Tiene planta rectangular, elevada en mampostería trabada con abundante mortero de cal y arena, que da un tono amarronado a la fachada, y cubre con losa a dos vertientes paralelas a la fachada.
Tiene tres plantas. En la baja, centrada, hay una puerta en arco de medio punto de dovelas muy gruesas que apean en jambas de similar anchura, y, además, una ventanita cuadrangular de piezas monolíticas.
En la planta de vivienda las ventanas son de características similares, pero de mayor tamaño.
En la superior, que tiene muy poco altura, los vanos son rectangulares, de gran longitud y escasa flecha, uno de los cuales se encuentra cegado.

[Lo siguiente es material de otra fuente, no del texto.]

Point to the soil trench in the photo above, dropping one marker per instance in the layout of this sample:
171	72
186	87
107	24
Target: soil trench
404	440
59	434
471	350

También destaca la chimenea cilíndrica con las características habituales.
En el interior, en bastante mal estado, destaca el patio, perpendicular a la fachada, abovedado con medio cañón, en cuyo muro del fondo se adosa, paralela, la escalera de obra de acceso al piso, con parte del peldañeado volado.
A unas decenas de metros ante la fachada se encuentra una herrería, propiedad de la casa. Es una sencilla construcción de mampostería, de planta rectangular y cubierta de losa a dos aguas, sobre las que se eleva la pequeña chimenea cuadrangular. En el interior se conserva la fragua, de carácter relativamente más elaborado que en otras herrerías (construcción de mampostería adosada al muro similar a una chimenea de tipo francés).